Выбрать главу

Когда он дошел до водопада, мысли его перестроились. Некоторое время он стоял, глядя на крутую, всю во влажном блеске скалу, на зеленые кусты, чудом уцепившиеся корнями в камне, на низвергающийся шумный поток хрустальной воды, на водяную пыль висевшую прозрачным облаком, в которой переливались цвета радуги.

Как хлебопашец перед тяжелой работой, Батырев поел хлеба с помидорами, напился из водопада и, раскрыв этюдник, медленно и глубоко вздохнул, собираясь с силами, выдавил на палитру краски из тюбиков, прошептал:

— Утоли моя печали!

И все, что еще недавно томило душу, куда-то ушло, рассеялось, мысли очистились от суетного; рука привычной кистью сделала первый мазок на холсте, и вскоре Сергей Батырев забылся в работе, отрешившись от всего на свете.

На болотах

1

Жарко.
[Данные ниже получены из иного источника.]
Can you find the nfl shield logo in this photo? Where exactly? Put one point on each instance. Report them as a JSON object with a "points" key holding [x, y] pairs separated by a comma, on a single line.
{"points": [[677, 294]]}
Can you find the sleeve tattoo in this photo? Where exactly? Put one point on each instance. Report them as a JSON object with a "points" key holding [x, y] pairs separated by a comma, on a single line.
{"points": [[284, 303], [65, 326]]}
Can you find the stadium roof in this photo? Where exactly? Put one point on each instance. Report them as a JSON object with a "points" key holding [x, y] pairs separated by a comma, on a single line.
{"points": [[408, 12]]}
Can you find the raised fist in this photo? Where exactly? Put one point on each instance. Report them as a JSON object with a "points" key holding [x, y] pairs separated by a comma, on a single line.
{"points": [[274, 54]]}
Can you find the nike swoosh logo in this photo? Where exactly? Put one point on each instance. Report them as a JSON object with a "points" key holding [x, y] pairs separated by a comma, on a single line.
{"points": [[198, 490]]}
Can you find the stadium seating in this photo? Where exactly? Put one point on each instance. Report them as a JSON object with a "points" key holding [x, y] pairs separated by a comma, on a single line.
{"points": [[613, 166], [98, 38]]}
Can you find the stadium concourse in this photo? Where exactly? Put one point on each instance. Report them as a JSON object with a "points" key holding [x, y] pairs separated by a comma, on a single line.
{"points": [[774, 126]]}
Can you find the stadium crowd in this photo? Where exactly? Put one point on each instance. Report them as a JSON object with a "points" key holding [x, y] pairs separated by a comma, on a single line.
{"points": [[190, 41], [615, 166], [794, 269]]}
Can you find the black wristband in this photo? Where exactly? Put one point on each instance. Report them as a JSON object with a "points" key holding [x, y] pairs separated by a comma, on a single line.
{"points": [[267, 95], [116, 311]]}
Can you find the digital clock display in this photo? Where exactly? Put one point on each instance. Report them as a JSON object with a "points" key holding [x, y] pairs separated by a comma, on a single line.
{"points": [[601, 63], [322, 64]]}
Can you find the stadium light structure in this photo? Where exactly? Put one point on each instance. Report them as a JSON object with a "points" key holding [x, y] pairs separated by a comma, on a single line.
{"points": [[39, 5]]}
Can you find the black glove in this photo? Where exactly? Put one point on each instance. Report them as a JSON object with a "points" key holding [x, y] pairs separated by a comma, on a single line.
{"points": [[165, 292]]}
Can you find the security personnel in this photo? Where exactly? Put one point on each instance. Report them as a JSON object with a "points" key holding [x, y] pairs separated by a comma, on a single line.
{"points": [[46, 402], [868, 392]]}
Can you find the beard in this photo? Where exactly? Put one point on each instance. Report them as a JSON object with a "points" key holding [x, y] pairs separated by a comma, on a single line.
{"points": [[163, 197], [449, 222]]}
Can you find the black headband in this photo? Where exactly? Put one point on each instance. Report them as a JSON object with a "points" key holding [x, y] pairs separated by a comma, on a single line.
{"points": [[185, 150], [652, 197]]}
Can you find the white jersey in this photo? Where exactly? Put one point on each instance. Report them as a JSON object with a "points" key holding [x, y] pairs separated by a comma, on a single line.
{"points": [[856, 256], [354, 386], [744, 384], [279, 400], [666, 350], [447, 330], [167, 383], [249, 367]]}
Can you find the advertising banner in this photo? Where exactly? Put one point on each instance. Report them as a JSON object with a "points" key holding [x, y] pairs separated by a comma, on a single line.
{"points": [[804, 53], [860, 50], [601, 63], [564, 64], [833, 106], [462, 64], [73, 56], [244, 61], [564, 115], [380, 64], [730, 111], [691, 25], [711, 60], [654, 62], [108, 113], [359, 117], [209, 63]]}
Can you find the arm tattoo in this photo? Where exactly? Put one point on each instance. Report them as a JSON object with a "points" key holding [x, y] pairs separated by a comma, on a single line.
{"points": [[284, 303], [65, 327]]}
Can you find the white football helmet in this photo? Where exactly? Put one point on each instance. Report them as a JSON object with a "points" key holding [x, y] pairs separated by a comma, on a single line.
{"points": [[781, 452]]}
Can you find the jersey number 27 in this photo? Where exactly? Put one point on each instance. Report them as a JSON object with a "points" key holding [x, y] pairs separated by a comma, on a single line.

В чаще низкорослой ольхи воздух плотный, влажный, удушающий. От болот, густо поросших кугой и осокой, пахнет прелью и парной сыростью. Все неподвижно, все замерло — кусты, деревья, трава. Только комары вьются роем, да слепни, пестрокрылые, с выпуклыми сетчатыми глазами, липнут ко всему живому.

На невысокой плешивой гривке стоит автомашина. Она только что пробралась сюда по кочкам и ямам, мотор еще пышет жаром, и в радиаторе булькает закипевшая вода. На этой машине приехал Говорухин со своим водителем Сашей.

— Тут, пожалуй, никого кроме нас и не будет. — Говорухин тяжело вылезает из машины, оглядывается. — Сто километров от города: не любому-всякому сподручно добираться.

— Не скажите, — отзывается Саша. — Сколько хочешь приедут.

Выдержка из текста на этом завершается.